To a T
Exactly; properly. Often used in the phrase 'suits to a T'.
'To a T', which is sometimes written 'to a tee', is an old phrase and is first recorded in James Wright's satire The Humours and conversations of the town, 1693:
"All the under Villages and Towns-men come to him for Redress; which he does to a T."
It is difficult to determine the origin of this phrase. It would be helpful to know the correct spelling; 'T' or 'tee'. The proposed derivations that assume the latter are:
The phrase derives from the sports of golf or curling, which have a tee as the starting or ending point respectively. The curling usage would seem to match the meaning better as the tee is the precise centre of the circle in which players aim to stop their stones.
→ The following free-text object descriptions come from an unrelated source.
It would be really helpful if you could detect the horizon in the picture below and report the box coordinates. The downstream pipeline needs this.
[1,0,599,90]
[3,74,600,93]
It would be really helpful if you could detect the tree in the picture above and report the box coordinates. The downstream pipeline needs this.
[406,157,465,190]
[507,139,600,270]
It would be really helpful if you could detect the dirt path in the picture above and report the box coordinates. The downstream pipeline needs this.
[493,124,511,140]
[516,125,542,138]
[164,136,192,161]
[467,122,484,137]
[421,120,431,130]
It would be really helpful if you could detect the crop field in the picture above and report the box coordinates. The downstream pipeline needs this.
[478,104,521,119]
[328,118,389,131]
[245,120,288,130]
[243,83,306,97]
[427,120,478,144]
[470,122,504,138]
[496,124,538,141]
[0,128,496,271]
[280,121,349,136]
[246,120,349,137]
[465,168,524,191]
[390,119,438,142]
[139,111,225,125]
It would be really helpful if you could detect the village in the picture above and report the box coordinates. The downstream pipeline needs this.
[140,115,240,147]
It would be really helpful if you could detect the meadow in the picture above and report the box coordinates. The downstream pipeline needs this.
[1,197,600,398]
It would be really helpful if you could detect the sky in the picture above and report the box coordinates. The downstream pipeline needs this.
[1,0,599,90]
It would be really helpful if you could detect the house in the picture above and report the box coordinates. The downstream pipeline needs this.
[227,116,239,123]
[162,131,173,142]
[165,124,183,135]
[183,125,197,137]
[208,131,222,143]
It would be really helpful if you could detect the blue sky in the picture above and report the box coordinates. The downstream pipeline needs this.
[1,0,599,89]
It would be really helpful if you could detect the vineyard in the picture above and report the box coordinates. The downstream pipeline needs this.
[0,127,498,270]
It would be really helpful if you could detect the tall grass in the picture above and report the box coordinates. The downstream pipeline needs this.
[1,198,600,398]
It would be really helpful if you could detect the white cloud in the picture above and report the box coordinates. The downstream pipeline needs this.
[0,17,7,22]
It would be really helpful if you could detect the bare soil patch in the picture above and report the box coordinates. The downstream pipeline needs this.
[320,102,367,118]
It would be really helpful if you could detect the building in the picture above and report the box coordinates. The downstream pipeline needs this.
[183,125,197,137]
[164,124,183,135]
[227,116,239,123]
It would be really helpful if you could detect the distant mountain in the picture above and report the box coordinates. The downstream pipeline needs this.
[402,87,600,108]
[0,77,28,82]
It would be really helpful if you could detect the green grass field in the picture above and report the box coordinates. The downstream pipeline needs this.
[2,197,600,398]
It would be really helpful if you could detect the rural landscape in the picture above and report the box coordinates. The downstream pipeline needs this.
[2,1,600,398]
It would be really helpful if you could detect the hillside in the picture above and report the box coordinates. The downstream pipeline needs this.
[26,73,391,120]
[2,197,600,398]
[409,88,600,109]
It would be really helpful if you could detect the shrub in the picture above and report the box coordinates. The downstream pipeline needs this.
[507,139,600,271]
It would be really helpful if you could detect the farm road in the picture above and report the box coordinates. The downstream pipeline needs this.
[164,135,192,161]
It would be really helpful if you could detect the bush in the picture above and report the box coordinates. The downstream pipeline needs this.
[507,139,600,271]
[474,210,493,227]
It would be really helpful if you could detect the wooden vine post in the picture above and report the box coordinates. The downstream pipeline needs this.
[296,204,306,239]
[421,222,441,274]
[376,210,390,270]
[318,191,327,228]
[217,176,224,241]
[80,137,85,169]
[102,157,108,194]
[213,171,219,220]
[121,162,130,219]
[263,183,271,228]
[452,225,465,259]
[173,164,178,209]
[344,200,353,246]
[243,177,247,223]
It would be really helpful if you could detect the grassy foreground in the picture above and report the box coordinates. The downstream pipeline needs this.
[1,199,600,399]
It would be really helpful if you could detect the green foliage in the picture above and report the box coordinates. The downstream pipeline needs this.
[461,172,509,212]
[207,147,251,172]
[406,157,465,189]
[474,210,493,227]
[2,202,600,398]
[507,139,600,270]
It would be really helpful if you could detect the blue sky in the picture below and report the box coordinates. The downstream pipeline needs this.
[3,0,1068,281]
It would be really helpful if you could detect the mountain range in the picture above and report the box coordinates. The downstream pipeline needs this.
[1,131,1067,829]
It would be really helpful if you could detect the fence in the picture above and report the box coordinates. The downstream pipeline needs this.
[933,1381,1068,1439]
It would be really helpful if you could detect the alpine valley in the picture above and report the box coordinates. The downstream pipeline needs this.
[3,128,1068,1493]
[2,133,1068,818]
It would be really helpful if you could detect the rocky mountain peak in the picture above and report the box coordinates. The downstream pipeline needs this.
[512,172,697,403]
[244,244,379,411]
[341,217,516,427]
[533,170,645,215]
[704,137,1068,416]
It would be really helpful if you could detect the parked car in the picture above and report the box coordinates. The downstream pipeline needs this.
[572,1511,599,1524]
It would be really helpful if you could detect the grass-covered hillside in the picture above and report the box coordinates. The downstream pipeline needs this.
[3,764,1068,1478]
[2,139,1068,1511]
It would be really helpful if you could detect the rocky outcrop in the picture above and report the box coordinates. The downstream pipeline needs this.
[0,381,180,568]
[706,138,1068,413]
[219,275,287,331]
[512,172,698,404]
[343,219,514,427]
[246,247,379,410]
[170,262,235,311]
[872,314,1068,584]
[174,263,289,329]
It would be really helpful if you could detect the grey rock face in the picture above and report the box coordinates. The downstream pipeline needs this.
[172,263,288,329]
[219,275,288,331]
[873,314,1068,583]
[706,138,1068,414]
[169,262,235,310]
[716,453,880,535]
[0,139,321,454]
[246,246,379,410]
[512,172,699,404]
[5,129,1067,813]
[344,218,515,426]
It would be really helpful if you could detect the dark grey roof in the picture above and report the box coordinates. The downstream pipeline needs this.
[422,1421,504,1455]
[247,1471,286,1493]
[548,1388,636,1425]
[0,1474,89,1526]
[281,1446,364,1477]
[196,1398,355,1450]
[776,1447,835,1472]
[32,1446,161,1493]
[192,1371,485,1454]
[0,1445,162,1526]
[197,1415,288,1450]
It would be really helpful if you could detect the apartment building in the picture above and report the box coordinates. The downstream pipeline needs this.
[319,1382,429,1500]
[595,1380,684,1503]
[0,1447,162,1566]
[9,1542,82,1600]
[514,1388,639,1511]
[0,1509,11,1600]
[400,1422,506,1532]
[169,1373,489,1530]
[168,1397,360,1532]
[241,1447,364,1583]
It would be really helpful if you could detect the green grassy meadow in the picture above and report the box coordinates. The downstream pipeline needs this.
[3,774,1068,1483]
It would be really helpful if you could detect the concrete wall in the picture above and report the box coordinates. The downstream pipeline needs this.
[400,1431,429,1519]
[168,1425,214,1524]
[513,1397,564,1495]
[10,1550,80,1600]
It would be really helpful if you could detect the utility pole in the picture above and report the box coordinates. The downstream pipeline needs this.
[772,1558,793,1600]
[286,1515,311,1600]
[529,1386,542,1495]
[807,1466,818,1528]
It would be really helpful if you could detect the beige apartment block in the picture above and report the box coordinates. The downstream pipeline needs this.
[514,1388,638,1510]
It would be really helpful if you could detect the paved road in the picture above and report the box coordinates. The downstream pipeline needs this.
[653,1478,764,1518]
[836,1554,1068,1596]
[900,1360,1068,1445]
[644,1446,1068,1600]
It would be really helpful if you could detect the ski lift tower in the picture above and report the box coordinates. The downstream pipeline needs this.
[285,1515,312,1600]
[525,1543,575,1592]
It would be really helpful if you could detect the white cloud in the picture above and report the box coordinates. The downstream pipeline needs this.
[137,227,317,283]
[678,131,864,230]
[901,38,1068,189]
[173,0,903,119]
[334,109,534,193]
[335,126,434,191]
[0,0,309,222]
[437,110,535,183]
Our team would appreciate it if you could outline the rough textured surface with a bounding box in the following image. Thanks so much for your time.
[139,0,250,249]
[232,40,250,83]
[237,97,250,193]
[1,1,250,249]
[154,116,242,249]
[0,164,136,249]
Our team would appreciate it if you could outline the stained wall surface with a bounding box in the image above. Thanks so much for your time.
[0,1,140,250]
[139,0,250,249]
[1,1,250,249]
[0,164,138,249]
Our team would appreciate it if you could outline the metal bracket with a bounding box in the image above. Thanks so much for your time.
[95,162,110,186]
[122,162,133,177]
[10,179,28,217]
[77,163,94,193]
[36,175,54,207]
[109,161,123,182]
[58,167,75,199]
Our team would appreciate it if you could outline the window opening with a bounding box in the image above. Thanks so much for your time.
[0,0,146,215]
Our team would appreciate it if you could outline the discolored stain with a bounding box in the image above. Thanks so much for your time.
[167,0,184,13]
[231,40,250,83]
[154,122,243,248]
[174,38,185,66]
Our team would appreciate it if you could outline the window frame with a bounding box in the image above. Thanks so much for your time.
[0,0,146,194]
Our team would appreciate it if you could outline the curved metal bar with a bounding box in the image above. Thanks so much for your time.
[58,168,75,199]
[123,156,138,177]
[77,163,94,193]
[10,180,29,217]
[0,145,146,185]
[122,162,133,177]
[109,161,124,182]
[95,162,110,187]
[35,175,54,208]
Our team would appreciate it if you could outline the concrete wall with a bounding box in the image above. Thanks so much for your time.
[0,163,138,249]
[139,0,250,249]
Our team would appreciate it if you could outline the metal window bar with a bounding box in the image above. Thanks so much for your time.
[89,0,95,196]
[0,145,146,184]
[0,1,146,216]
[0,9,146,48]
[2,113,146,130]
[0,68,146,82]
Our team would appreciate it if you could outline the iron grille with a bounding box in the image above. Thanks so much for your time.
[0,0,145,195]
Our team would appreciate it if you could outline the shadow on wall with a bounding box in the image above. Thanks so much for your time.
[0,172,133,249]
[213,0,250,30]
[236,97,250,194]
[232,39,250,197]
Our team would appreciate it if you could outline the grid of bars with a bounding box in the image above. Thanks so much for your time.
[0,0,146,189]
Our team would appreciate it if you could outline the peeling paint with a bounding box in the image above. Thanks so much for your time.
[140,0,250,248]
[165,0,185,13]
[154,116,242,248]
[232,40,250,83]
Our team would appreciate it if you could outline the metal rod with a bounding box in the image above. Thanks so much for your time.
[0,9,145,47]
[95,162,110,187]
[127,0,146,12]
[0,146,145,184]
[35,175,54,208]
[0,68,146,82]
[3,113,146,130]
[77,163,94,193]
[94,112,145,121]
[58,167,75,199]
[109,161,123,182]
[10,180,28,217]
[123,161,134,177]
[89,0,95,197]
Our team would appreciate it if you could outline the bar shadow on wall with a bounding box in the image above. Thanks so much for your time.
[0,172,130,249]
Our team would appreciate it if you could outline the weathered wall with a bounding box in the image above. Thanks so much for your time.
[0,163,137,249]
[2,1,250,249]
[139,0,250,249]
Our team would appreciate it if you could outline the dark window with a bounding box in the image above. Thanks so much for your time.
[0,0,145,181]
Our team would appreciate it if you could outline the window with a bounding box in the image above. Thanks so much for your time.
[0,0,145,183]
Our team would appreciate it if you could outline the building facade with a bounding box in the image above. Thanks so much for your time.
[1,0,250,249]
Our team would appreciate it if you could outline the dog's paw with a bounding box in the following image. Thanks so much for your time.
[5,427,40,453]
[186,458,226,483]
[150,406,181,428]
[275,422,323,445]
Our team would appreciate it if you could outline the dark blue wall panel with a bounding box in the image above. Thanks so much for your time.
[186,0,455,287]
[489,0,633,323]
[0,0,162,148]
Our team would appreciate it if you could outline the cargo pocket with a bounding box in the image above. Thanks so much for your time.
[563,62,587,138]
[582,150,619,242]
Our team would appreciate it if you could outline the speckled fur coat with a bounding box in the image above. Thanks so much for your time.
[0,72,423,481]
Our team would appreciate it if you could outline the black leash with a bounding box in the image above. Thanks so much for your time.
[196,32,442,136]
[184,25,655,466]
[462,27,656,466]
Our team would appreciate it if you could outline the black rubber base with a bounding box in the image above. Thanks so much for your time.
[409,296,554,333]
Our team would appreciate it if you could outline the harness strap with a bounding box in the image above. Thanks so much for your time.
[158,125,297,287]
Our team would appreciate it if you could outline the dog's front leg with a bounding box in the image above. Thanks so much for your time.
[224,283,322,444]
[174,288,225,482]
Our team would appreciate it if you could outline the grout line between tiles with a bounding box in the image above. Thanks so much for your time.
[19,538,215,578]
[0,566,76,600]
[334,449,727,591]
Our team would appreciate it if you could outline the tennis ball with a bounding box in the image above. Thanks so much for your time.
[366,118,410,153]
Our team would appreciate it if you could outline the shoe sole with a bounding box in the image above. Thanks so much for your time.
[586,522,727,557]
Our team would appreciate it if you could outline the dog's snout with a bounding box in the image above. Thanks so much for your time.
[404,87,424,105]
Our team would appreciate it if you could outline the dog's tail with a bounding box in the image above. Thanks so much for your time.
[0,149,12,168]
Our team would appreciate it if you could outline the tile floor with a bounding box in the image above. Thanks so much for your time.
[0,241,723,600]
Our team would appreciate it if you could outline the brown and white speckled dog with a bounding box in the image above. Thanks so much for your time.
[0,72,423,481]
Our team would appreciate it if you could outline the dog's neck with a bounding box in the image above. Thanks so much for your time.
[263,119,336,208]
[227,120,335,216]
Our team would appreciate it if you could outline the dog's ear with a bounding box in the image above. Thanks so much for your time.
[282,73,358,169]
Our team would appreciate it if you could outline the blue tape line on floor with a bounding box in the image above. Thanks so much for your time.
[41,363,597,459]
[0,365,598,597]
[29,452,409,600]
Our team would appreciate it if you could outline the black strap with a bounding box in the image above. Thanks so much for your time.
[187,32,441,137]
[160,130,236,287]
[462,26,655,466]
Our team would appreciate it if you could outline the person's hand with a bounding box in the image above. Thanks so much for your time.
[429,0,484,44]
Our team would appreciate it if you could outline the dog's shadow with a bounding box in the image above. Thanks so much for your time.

However, neither sport is referred to in any of the early citations of the phrase and there's really no evidence to support either derivation apart from use of the word 'tee'. The 'to a tee' version isn't recorded at all until 1771 when J. Giles used it in his Poems:
"I'll tell you where You may be suited to a tee."
John Jamieson, in the etymological dictionary Jamieson's Dictionary of the Scottish Language, 1867, records 'to a tee' as 'to a tittle'. If even a 19th century Scots lexicographer doesn't support the Scottish sports origin they would seem to lack credibility.
Given Wright's earliest 'to a T' usage and the lack of evidence to support the 'tee' version, it is safe to assume the proper spelling is 'to a T'. So, what T was meant? Again, there are alternatives; 'T-shirt', or 'T-square', or some abbreviation of a word starting with T.
'T-shirt' is clearly as least 300 years too late, has no connection with the meaning of the phrase and can't be taken as a serious contender.
'T-square' has more going for it, in that a T-square is a precise drawing instrument, but also lacks any other evidence to link it to the phrase.
The first letter of a word. If this is the derivation then the word in question is very likely to be 'tittle'. A tittle is a small stroke or point in writing or printing and is now best remembered via the term jot or tittle. The best reason for believing that this is the source of the 'T' is that the phrase 'to a tittle' existed in English more than a century before 'to a T', with the same meaning. For example, in Edward Hall's Chronicles, circa 1548, we find:
"I then... began to dispute with my selfe, little considerynge that thus my earnest was turned euen to a tittyl not so good as, estamen."
When there isn't a definitive origin and there are several proposed derivations, the wisest course is to list the possibilities and leave it at that. In this case, although there is no smoking gun, the 'to a tittle' derivation would probably stand up in court as 'beyond reasonable doubt'.